Unter dem Titel "Mülheim liest" veranstaltete der Förderverein der Stadtteilbibliothek in Köln Mülheim in Zusammenarbeit mit der Interessengemeinschaft Frankfurter Straße e.V. ein dreitägiges Lese-Event der bemerkenswerten Art in unterschiedlichen Geschäften der Mühlheimer Einkaufsstraße. Ziel war es, die Einkaufsstraße für Leseratten und Bücherfreunde interessant zu machen. So konnten sich bekannte und unbekannte Autoren an ungewöhnlichen Orten vorstellen und die Geschäfte mit einer Überraschung für ihre Kunden aufwarten.

Das allein, war ja bereits eine gute Idee. Aber der besonders gelungene Einfall: die Bücher, aus denen vorgelesen wird, haben jeweils einen interessanten inhaltlichen Bezug zum Geschäft.

Auszug aus dem Vorlese-Programm:
• Parfümerie Mallach, Frankfurter Str. 14 - Süskind, Das Parfüm
• Sanitätshaus Busch, Frankfurter Str. 32 - Sacks, Der Tag an dem mein Bein fortging
• Jörg´s Weinshop, Frankfurter Str. 56 - Simeon, Maigret und der Weinhändler
Leider hab ich die Vorlesung von "Dessous" von Assouline im Wäschehaus Lindau, Frankfurter Str. 68 verpasst ;-)

Danke an Ursula Meier für den gelungenen Marketeasing-Hinweis.


Buchmarketing aus dem Urlaub

Autor Titus Müller ist derzeit im Urlaub und macht von dort erfolgreich auf sich und seinen in Kürze erscheinenden Roman „Die Siedler von Vulgata“ aufmerksam.

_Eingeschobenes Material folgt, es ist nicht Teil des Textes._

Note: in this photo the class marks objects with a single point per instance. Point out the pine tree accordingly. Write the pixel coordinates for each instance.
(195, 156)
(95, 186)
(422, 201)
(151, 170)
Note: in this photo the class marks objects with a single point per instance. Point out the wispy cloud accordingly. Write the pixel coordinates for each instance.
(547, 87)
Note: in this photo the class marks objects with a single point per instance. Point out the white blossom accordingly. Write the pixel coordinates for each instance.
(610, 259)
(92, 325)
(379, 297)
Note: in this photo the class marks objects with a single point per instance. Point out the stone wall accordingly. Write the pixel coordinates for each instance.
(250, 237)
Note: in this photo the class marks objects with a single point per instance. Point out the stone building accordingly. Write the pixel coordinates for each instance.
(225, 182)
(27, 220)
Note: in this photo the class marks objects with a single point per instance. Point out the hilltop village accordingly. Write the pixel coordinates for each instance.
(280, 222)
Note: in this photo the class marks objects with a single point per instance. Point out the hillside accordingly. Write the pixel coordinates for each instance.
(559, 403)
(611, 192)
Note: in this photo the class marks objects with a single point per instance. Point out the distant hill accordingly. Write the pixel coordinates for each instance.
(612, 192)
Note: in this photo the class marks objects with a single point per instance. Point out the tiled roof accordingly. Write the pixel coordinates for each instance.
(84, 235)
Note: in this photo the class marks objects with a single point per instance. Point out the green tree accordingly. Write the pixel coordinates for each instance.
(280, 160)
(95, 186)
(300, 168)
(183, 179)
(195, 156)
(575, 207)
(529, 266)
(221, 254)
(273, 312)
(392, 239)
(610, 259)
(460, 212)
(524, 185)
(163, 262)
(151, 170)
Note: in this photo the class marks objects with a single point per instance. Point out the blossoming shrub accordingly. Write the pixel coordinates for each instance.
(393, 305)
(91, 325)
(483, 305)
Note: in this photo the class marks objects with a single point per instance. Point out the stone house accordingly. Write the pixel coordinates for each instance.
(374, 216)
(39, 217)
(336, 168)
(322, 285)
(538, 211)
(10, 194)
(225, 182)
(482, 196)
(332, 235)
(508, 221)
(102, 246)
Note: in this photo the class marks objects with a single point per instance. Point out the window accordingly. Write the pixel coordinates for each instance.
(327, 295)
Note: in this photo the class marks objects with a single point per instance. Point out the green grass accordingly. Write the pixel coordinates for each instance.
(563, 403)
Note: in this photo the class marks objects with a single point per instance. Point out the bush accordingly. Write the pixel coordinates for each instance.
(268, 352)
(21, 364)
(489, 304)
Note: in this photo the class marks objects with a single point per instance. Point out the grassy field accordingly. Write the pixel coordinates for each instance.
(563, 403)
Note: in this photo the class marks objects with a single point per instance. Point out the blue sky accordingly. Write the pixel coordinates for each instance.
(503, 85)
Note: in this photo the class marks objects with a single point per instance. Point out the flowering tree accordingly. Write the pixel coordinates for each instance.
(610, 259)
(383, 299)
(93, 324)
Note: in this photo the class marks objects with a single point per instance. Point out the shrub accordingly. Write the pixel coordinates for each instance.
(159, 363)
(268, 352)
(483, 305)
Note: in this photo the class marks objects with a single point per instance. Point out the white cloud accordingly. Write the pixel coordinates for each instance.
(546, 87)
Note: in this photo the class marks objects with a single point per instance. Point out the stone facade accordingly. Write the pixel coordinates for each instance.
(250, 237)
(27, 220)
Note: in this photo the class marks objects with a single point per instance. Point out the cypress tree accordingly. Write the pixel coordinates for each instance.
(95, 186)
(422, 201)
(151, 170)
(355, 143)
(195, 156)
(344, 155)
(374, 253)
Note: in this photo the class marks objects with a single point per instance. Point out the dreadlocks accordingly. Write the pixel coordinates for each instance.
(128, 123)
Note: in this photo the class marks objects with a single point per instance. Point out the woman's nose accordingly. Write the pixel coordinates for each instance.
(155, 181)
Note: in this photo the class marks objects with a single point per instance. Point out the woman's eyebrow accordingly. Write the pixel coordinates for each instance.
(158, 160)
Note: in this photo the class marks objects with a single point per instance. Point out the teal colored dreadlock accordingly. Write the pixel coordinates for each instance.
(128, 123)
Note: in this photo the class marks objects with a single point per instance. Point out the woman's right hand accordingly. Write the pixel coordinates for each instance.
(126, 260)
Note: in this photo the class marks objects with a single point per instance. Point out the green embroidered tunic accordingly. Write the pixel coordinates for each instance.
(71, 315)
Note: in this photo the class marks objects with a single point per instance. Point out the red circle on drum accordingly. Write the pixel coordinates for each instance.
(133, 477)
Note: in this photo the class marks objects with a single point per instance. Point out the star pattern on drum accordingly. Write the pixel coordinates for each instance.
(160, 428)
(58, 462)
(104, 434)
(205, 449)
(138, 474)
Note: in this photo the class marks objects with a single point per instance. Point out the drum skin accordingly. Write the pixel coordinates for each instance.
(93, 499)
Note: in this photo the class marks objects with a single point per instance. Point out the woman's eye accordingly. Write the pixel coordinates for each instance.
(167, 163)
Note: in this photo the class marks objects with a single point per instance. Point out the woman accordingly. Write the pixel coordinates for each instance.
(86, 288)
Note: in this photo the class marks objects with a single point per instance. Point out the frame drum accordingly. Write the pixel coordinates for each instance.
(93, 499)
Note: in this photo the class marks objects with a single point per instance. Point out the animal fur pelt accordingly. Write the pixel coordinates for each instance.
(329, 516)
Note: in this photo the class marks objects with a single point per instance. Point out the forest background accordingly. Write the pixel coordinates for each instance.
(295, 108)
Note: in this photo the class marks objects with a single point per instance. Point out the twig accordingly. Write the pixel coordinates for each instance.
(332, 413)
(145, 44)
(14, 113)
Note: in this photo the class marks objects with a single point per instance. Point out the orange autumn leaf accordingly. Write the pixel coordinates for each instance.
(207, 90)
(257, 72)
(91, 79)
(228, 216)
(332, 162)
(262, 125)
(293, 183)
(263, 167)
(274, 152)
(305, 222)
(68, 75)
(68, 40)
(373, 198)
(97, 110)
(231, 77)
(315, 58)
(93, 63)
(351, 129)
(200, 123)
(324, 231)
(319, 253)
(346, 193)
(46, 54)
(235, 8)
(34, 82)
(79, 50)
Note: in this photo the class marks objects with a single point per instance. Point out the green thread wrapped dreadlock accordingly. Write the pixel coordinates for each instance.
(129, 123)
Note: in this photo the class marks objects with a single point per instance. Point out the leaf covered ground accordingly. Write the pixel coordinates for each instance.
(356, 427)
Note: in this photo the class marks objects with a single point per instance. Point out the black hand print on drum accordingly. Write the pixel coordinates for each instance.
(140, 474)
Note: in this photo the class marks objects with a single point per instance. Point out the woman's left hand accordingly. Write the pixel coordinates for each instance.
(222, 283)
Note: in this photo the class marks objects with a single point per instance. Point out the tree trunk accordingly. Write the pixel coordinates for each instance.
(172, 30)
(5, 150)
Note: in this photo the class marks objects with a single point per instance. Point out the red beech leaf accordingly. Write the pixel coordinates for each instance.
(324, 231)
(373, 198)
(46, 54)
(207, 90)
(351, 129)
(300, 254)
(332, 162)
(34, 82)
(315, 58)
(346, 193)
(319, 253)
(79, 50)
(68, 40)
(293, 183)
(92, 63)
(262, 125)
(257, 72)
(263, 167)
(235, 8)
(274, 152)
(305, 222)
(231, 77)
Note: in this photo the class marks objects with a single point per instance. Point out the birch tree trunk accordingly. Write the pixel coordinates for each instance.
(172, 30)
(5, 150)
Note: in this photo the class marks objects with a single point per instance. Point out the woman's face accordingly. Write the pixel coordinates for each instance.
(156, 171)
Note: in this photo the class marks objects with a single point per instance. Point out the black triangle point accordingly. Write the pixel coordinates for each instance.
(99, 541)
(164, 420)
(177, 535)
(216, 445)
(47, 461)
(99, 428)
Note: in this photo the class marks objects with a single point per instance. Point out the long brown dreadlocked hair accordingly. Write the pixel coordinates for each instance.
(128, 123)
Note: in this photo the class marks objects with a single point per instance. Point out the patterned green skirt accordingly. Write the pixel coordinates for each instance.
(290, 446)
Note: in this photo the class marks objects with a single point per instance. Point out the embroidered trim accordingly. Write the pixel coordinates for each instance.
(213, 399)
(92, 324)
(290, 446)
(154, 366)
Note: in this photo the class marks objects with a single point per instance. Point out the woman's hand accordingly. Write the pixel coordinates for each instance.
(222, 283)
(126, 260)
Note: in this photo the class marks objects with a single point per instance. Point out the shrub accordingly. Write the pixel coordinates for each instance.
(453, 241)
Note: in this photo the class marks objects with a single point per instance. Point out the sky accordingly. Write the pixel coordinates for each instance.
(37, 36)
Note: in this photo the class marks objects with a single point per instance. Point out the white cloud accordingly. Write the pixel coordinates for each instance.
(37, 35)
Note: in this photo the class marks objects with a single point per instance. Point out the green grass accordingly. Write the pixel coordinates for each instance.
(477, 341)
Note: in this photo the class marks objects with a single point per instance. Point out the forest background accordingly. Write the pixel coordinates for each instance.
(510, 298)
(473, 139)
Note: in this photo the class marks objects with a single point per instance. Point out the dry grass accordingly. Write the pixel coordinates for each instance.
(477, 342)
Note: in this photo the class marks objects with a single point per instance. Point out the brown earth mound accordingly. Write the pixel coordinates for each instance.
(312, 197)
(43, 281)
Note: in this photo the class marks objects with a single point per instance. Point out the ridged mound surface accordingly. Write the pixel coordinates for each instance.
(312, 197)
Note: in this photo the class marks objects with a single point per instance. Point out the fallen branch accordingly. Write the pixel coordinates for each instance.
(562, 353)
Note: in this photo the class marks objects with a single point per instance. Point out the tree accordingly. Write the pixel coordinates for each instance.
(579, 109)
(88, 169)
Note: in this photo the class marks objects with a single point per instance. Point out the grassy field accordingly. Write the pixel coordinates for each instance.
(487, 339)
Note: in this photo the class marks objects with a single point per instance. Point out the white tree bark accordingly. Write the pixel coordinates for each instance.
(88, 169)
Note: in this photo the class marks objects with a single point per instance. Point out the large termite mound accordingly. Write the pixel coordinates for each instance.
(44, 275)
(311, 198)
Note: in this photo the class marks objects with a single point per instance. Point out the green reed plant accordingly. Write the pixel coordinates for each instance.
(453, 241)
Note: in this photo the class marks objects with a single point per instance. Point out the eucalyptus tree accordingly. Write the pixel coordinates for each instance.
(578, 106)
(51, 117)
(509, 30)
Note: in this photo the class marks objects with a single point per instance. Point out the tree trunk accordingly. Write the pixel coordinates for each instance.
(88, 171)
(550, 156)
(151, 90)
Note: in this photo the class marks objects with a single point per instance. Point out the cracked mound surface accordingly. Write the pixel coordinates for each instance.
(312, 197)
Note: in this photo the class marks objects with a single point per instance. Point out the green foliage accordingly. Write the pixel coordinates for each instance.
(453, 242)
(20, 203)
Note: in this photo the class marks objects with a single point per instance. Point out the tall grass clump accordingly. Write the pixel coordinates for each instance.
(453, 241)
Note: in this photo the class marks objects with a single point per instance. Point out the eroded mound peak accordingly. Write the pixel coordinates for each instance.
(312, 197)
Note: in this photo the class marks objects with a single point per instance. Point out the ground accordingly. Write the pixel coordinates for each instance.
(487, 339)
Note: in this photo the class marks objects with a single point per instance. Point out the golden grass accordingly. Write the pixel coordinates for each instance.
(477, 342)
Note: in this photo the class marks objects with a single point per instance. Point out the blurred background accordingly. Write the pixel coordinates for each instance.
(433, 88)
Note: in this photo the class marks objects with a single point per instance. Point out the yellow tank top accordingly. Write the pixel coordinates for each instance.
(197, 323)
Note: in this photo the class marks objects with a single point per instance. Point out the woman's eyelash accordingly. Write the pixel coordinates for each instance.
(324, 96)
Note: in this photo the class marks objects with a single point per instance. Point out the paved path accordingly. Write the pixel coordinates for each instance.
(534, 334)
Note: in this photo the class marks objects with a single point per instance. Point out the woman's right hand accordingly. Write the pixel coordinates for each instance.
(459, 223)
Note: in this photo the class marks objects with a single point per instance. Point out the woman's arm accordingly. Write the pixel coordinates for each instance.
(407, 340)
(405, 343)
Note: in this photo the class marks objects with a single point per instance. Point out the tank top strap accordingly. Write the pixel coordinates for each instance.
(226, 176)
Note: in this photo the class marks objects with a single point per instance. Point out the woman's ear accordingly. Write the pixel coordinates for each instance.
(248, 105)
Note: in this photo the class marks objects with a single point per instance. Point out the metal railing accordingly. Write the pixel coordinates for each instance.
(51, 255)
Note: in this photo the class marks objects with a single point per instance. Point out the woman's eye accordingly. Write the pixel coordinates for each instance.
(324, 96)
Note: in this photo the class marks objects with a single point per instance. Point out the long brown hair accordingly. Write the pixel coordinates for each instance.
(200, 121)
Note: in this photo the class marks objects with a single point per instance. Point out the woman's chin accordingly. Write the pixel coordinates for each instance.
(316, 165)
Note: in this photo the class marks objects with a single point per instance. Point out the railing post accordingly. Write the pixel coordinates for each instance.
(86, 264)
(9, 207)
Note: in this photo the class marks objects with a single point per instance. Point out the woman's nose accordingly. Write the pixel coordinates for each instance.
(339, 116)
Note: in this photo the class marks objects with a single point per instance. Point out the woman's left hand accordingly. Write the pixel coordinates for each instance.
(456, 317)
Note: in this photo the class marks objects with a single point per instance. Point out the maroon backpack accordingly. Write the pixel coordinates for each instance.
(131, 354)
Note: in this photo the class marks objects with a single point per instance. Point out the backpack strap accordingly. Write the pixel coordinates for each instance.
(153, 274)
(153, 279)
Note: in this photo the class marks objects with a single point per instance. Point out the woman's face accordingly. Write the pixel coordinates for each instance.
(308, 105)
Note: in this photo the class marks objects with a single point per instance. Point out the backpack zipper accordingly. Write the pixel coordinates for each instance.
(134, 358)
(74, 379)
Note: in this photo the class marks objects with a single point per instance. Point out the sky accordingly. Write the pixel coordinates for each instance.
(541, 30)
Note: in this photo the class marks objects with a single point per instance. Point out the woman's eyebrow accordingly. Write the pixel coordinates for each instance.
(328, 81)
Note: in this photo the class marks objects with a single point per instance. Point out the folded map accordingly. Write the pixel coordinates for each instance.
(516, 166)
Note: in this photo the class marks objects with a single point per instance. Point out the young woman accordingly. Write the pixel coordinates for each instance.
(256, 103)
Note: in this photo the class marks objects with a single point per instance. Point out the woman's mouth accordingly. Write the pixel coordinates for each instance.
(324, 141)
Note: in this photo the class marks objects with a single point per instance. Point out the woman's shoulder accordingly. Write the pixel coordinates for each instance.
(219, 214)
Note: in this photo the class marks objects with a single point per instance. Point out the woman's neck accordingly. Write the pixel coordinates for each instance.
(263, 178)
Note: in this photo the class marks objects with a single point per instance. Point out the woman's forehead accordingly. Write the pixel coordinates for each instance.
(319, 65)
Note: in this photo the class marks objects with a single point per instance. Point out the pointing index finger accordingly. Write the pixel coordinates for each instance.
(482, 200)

Nachdem ein Reil des Romans bereits als Perry Rhodan-Heft („Die Siedler von Vulgata“ spielen im Universum von Perry Rhodan, ein Teil davon wurde im Januar als Band 2319 der Serie veröffentlicht) erschienen ist, erhielt er dafür den C.S.Lewis Preis - eine Auszeichnung, die mit dem Gewinn eines fünfwöchigen Urlaubsaufenthalt auf der britischen Insel verbunden ist. Titus Müller hat seine Reise angetreten und bloggt jetzt täglich von der Insel. Dieses Inseltagebuch erscheint gleich auf drei Websites und führt damit Titus Müller jede Menge neue Leser zu:

  • Als Kolumne auf der Website von Perry Rhodan. Die Website von Perry Rhodan hat über eine Million Page Impressions im Monat und mehr als 300.000 Visits.
  • Als tägliche Newsmeldung auf der Website des Brendow-Verlags, der den C.S. Lewis-Preis ausschreibt.
  • Als täglicher Weblogeintrag in seinem Blog. Seitdem er von der Insel berichtet, haben sich die Page Impressions dort nach seinen Angaben vervierfacht.